Moreover, we have long, real-world experience with GM food. Farmers have produced it for nearly a generation, in the United States and elsewhere. In the next few weeks, according to the projections of Truth about Trade and Technology, a non-profit group, a farmer somewhere in the world will harvest the 4-billionth acre of GM crops.

On our farm east of Denver, we grow a few hundred acres of GM crops, which we give to our cattle. We sell the beef, which also winds up on my family’s dinner table. If there were any possibility of risk, I wouldn’t feed it to my husband or son.

Every shred of scientific data proves that GM food is safe and healthy. The latest bit of evidence just appeared in the Journal of Animal Science, in research conducted by Alison Van Eenennaam of the University of California at Davis. She studied 29 years of livestock health data, involving more than 100 billion animals, and concluded that the nutritional profile of animals that had been fed GM food was no different from those that hadn’t.

In other words, meat produced with GM ingredients is exactly the same as meat produced with non-GM ingredients.

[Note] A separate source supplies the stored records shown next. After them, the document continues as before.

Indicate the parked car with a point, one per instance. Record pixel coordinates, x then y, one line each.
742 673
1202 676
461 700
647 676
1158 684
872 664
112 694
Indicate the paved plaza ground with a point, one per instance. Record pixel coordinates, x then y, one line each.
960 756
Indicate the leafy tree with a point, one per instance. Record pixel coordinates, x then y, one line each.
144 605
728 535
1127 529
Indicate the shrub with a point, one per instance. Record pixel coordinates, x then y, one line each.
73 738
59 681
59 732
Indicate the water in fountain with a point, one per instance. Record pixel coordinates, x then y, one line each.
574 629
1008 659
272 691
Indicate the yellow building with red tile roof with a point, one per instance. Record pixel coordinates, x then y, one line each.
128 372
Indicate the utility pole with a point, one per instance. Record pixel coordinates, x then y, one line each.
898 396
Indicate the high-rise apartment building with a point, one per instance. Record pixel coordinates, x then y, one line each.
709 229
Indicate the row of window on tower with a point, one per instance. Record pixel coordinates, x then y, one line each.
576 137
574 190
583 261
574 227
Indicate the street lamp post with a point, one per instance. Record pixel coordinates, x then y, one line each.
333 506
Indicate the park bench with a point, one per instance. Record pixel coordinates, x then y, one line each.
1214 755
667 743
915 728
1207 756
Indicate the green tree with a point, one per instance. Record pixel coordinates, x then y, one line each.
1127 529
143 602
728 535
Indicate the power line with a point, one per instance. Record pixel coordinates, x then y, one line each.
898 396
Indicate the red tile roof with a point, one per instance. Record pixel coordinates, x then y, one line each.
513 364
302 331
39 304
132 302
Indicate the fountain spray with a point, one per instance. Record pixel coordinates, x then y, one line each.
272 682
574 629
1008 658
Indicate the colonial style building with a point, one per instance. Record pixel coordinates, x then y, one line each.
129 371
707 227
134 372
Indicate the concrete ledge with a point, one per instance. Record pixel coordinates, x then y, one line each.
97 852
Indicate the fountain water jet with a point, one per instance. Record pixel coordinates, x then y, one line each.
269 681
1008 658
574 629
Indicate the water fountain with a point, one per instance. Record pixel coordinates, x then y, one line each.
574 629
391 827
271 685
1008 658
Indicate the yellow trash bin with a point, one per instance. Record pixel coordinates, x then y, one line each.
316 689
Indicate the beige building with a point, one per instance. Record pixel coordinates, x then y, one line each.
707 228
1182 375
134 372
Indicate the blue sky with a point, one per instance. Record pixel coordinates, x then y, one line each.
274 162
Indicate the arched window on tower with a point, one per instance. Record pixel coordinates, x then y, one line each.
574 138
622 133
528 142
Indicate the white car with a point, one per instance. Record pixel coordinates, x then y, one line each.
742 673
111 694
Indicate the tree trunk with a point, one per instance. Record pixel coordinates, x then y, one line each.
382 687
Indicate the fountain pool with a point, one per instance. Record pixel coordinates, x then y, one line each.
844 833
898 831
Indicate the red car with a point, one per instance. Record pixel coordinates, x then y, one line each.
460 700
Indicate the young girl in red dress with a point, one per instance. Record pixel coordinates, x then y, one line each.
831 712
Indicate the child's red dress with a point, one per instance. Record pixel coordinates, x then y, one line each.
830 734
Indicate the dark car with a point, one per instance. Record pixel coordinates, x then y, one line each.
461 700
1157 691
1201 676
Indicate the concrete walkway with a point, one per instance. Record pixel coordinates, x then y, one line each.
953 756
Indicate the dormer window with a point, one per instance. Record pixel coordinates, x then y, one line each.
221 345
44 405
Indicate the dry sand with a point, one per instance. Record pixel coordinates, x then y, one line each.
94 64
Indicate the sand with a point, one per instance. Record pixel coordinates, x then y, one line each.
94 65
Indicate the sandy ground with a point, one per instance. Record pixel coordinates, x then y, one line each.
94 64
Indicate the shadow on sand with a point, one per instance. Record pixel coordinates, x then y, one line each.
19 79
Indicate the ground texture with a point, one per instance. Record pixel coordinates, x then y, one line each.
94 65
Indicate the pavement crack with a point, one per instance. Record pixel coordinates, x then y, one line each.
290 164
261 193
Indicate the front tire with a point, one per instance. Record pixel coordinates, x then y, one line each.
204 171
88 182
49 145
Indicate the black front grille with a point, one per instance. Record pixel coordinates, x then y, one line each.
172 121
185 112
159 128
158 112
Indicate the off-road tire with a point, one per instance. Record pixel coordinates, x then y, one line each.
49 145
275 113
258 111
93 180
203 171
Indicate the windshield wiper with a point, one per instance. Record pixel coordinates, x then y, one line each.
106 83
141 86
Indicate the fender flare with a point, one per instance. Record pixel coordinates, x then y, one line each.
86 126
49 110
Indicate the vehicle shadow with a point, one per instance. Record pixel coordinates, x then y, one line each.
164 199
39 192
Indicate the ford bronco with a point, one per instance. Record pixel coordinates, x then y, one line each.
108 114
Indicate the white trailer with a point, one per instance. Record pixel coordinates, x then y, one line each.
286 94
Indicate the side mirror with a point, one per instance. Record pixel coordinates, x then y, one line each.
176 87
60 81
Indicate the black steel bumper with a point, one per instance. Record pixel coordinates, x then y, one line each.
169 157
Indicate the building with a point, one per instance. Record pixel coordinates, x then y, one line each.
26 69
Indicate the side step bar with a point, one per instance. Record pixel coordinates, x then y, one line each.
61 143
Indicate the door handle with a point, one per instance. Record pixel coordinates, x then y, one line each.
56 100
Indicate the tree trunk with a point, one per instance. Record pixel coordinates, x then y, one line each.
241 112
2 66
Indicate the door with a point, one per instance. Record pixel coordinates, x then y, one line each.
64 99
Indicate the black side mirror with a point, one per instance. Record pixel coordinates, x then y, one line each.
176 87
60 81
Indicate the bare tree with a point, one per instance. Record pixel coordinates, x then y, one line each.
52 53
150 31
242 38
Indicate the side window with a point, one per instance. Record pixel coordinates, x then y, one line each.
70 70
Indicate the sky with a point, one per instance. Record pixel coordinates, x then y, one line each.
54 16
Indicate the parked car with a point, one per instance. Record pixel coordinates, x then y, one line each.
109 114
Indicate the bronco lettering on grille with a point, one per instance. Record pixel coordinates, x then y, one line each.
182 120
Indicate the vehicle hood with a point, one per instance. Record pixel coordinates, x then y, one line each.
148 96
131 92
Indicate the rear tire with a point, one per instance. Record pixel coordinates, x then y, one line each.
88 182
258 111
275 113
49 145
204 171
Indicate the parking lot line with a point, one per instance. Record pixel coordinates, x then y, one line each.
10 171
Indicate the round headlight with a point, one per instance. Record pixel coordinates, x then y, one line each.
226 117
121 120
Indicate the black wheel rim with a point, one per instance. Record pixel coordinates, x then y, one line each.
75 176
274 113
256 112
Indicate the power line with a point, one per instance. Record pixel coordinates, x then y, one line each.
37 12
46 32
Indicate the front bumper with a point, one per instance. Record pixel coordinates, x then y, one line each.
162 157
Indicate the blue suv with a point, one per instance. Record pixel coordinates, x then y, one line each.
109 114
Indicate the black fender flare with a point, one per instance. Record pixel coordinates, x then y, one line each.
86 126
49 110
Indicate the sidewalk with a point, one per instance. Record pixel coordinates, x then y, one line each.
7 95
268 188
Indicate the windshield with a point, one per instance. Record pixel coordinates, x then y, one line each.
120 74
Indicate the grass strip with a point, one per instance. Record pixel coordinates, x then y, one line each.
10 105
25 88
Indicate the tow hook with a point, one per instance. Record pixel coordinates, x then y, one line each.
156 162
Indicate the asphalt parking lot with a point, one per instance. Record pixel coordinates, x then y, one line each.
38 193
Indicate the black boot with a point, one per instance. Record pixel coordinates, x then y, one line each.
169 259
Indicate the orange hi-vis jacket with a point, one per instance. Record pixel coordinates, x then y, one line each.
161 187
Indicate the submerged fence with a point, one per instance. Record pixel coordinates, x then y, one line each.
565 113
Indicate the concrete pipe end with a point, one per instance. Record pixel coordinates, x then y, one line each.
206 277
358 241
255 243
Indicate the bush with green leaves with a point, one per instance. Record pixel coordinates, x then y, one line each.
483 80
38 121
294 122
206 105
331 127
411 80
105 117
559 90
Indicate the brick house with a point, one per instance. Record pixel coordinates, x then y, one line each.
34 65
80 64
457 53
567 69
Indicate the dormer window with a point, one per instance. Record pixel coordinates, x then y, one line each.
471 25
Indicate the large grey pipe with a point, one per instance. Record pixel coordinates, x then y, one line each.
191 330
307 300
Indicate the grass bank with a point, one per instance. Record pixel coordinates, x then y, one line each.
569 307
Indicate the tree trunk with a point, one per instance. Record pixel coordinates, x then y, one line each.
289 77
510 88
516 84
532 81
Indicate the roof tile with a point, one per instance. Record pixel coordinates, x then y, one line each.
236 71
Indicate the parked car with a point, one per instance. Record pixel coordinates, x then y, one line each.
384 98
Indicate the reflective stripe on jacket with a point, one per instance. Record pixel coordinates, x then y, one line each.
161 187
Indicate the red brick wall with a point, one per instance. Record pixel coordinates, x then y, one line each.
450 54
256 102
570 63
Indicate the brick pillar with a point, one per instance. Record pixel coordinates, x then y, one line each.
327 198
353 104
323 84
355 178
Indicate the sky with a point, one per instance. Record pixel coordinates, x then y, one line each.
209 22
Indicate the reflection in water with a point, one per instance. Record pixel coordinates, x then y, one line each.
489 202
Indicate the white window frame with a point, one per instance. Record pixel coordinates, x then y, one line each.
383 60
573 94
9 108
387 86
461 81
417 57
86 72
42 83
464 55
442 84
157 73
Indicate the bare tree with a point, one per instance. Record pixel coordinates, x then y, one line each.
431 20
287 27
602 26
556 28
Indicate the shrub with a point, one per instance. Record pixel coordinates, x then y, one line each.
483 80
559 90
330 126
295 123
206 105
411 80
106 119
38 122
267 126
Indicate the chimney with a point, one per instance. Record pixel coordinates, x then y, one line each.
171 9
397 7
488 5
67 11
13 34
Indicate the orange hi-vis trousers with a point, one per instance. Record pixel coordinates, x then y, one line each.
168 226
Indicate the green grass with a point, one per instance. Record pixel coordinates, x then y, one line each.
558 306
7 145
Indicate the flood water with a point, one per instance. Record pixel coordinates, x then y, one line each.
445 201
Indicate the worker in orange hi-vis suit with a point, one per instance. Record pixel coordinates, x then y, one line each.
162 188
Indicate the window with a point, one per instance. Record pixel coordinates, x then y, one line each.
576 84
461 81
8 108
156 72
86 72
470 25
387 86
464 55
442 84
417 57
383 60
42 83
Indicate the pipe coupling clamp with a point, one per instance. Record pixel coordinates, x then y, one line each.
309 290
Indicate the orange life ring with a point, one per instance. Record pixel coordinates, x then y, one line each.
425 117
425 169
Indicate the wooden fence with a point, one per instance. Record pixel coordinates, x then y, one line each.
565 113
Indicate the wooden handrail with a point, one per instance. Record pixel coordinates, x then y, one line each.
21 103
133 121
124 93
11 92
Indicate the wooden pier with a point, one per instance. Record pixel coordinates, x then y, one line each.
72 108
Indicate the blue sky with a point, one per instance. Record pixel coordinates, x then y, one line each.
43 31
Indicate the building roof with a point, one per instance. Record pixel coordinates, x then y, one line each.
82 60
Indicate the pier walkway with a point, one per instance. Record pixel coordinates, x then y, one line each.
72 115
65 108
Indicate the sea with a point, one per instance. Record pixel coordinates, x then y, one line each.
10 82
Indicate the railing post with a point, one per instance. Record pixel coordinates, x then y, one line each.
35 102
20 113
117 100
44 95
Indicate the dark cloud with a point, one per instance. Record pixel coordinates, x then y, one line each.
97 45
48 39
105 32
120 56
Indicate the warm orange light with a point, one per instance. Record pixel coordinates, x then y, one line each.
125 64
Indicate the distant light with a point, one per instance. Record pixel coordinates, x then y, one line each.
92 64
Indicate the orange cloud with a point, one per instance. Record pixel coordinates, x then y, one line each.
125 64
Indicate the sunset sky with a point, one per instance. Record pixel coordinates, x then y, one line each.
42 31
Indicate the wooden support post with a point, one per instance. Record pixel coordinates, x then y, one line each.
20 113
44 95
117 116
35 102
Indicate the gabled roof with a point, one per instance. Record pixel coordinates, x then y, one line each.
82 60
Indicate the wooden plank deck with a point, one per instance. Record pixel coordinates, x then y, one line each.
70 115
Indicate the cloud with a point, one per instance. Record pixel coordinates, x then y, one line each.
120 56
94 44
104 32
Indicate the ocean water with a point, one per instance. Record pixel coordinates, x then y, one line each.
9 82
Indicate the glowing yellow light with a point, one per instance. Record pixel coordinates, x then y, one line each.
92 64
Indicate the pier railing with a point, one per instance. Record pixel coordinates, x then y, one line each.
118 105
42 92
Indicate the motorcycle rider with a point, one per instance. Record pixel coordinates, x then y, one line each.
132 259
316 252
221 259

Van Eenennaam’s research didn’t generate headlines, in part because the media prefers stories that startle or frighten the public—but mainly because it wasn’t newsworthy. It corroborated what we already knew, from years and years of previous research.

So why would we want warning labels? They won’t help consumers make smart decisions about what to eat. In fact, they’re likely to give the wrong impression that GM food is dangerous.

Worst of all, however, is that they’ll hit us in our pocketbooks. Last month, Colorado’s Legislative Research Council—a government organization, not a special-interest group—said that if voters approve Proposition 105, grocery-store prices will go up, costing Colorado consumers several hundred dollars more per year!

This is what Proposition 105 promises: meaningless labels that will cost everybody more money.

These labels will conflict with current US labeling standards, requiring Colorado farmers, producers and retailers to separate and re-label their products:  All costs which will be passed down to you Mr. / Mrs. / Ms. Consumer.

It will require several hundred new governmental employees, all paid for by Colorado taxpayers, to oversee this system.

The proposed legislation is also very misleading. Many foods that contain GMO’s will not require labeling – including almost all food you would eat in a restaurant.

The good news is that people who want to avoid GM food don’t even need Proposition 105: They can buy organic. The federal government regulates the labeling of organic food, which may not contain GM ingredients.

The girl I met at the livestock show isn’t old enough to vote. If she could turn out on November 4, however, I bet she’d say “no” to Proposition 105. Let’s hope that the rest of Colorado’s voters learn her lesson, before it’s too late.

Debbie Wacker, her husband and son grow sugar beets, corn, wheat, alfalfa, millet and feed 250 beef cows on the eastern plains of Colorado. Debbie is a member of the TATT Global Farmer Network (www.truthabouttrade.org).